Carex breviscapa is a tussock-forming perennial in the family Cyperaceae. It is native to eastern parts of the south east Asia and north eastern Australia

==Description==
The sedge has a short rhizome and culms that reach a height of 10 to 20 cm. It has dark brown coloured basal sheaths that eventually split down into fibers. The flat, leathery and smooth dark green coloured leaves are usually have a greater length that the culms Leaves longer than culm and have a width of 4 to 7 mm. It has modified leaflets that grow at the base of the inflorescence that are much longer than the inflorescence itself. Each inflorescence has three to five nodes with three to five spikes at each node. The mal spikes are located at the end of the culm and have a linear shape with a length of 17 to 45 mm and a width of 1 to 1.5 mm. the female spikes are located laterally and have a narrow cylindrical shape that are 4 to 4.5 cm in length and about 3 m wide.

==Taxonomy==
The species was first described by the botanist Charles Baron Clarke in 1894 as a part of the Joseph Dalton Hooker work The Flora of British India.
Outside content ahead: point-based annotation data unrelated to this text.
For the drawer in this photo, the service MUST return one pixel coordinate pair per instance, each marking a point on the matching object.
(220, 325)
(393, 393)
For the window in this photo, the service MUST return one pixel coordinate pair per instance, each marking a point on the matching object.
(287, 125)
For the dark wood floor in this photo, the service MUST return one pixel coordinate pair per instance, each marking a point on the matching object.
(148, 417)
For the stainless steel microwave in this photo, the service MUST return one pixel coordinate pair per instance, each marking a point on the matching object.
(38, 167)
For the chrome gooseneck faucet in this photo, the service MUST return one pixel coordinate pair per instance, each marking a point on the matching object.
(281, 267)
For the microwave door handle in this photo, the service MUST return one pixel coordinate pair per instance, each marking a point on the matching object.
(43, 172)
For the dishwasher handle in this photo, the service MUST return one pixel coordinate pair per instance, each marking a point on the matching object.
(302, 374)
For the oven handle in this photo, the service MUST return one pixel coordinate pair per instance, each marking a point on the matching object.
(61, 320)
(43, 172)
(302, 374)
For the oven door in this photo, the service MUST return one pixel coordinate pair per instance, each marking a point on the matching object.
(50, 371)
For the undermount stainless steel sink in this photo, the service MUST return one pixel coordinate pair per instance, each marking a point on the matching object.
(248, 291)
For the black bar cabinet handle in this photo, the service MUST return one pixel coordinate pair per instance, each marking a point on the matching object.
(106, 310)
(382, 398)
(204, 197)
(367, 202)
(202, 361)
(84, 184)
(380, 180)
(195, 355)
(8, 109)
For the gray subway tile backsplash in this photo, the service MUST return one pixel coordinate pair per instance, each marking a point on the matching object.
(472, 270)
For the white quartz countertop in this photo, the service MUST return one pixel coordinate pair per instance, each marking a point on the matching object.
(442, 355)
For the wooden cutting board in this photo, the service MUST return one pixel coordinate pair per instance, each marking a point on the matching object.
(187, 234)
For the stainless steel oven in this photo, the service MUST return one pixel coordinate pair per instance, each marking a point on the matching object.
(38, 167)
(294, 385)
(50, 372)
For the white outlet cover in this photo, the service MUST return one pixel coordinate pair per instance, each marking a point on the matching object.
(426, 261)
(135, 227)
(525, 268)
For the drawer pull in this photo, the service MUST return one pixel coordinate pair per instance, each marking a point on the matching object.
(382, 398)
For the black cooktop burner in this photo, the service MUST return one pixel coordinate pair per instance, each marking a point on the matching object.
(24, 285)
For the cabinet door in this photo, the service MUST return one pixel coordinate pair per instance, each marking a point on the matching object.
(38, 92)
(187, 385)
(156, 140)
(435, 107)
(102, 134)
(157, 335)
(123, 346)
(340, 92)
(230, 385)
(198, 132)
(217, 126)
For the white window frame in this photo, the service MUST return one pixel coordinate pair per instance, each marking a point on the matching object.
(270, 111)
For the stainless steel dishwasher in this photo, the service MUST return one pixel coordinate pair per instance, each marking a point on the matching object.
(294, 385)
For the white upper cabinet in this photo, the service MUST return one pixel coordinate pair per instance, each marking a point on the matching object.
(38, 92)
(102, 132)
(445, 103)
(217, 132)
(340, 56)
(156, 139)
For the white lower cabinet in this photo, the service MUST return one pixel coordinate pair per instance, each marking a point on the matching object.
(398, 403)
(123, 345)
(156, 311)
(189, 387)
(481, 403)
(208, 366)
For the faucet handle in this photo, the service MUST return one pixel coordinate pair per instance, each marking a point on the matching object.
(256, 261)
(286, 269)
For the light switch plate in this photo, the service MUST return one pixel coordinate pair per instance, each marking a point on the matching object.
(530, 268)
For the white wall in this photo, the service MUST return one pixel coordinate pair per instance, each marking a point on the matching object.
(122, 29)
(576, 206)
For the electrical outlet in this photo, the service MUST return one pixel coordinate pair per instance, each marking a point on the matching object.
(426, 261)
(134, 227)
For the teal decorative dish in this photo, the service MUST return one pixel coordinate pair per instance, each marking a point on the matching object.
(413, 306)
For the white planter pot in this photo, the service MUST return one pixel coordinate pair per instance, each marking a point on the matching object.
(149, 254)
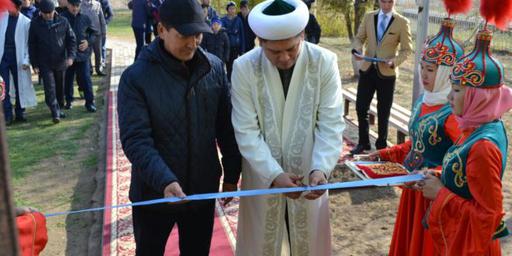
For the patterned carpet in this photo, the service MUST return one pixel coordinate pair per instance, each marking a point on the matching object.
(117, 227)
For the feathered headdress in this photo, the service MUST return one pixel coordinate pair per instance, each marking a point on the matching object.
(457, 6)
(479, 68)
(442, 49)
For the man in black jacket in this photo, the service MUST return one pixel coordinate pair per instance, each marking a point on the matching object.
(85, 37)
(174, 109)
(52, 48)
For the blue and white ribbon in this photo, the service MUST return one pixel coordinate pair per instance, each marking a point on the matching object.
(392, 181)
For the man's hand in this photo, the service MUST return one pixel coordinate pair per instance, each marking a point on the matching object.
(357, 54)
(24, 210)
(432, 185)
(288, 180)
(174, 190)
(391, 63)
(83, 45)
(316, 177)
(228, 187)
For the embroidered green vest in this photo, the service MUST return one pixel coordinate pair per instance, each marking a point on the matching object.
(429, 140)
(454, 162)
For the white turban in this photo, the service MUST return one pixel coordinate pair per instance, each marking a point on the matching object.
(278, 26)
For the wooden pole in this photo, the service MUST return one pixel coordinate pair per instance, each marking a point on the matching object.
(8, 230)
(421, 35)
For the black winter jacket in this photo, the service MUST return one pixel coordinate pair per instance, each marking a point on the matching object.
(171, 118)
(50, 45)
(81, 25)
(217, 44)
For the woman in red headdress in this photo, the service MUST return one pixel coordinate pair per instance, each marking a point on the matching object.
(466, 216)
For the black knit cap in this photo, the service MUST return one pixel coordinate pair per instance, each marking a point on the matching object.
(16, 3)
(74, 2)
(46, 6)
(186, 16)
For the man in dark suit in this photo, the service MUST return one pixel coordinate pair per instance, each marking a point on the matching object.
(382, 31)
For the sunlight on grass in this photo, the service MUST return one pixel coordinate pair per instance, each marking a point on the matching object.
(39, 139)
(120, 27)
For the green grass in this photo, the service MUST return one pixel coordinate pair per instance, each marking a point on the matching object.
(39, 139)
(120, 27)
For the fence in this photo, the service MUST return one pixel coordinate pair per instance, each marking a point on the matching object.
(466, 28)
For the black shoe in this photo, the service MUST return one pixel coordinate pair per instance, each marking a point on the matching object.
(91, 108)
(360, 149)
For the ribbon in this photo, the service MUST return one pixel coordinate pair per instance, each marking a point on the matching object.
(392, 181)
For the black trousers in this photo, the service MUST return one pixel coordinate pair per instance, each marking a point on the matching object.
(372, 81)
(152, 226)
(53, 81)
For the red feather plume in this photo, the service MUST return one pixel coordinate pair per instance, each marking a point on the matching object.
(457, 6)
(6, 5)
(497, 12)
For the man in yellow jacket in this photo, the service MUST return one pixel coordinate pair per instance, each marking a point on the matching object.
(386, 36)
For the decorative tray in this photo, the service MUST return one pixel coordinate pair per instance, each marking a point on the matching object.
(375, 170)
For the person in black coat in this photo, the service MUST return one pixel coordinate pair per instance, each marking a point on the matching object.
(28, 9)
(217, 42)
(85, 36)
(52, 48)
(174, 109)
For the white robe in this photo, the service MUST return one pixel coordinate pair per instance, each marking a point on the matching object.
(27, 92)
(298, 135)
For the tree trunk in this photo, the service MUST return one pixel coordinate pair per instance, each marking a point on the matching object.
(8, 231)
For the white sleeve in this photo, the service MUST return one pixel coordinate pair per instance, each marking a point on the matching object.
(328, 133)
(248, 134)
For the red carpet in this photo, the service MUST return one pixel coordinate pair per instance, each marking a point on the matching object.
(117, 226)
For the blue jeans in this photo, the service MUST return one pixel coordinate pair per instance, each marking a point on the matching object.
(83, 79)
(9, 65)
(139, 39)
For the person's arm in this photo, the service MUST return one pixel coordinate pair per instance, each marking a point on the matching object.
(71, 43)
(103, 24)
(107, 11)
(328, 132)
(135, 133)
(242, 35)
(32, 45)
(405, 45)
(92, 33)
(361, 35)
(26, 58)
(469, 224)
(248, 135)
(227, 47)
(231, 158)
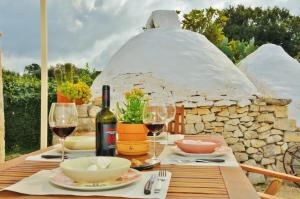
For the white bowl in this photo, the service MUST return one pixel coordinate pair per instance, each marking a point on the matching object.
(77, 169)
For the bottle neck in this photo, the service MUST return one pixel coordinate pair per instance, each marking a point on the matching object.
(105, 98)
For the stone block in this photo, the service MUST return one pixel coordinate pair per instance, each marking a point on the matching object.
(93, 111)
(217, 123)
(233, 122)
(227, 134)
(216, 109)
(237, 134)
(232, 109)
(221, 119)
(249, 135)
(231, 140)
(224, 103)
(209, 117)
(243, 102)
(190, 129)
(254, 108)
(199, 127)
(271, 150)
(273, 139)
(253, 114)
(267, 108)
(191, 119)
(241, 157)
(281, 111)
(193, 111)
(207, 125)
(264, 135)
(264, 127)
(218, 129)
(242, 109)
(285, 124)
(203, 111)
(254, 126)
(223, 113)
(237, 147)
(251, 150)
(276, 132)
(266, 117)
(242, 128)
(290, 136)
(82, 110)
(246, 119)
(257, 143)
(229, 127)
(279, 102)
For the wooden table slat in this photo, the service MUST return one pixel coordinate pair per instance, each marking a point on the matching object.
(187, 181)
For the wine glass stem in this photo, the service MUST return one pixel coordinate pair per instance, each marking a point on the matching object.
(167, 133)
(154, 145)
(62, 142)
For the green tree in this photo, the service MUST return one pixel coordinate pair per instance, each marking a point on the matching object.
(209, 22)
(272, 25)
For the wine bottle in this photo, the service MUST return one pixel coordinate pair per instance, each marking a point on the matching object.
(105, 127)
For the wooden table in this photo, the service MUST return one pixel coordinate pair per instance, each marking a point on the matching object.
(201, 182)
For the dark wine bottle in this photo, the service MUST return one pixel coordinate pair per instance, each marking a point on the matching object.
(105, 127)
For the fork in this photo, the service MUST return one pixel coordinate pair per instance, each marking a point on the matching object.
(162, 175)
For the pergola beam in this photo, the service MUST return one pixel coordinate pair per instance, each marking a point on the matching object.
(2, 127)
(44, 75)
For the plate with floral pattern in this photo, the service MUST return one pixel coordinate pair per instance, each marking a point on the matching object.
(58, 178)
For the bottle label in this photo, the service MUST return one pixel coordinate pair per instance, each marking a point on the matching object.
(109, 136)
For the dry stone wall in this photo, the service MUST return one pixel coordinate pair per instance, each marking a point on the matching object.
(258, 130)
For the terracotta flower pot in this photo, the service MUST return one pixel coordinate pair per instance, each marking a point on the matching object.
(131, 132)
(60, 98)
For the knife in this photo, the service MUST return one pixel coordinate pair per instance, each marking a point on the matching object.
(148, 185)
(53, 156)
It has four synonyms; Carex curtisii, Carex laxisquamata, Carex lutchuensis and Carex obtusobracteata.

==Distribution==
The sedge is often found in forested areas at an elevation of 400 to 1000 m. The range extends from China in the north west to Japan in the north east. It is also found as far west as Sri Lanka and then south of China in Thailand, Vietnam and Malaysia then through the islands of Borneo, Philippines, Indonesia and New Guinea and as far south east as Queensland in north east of Australia.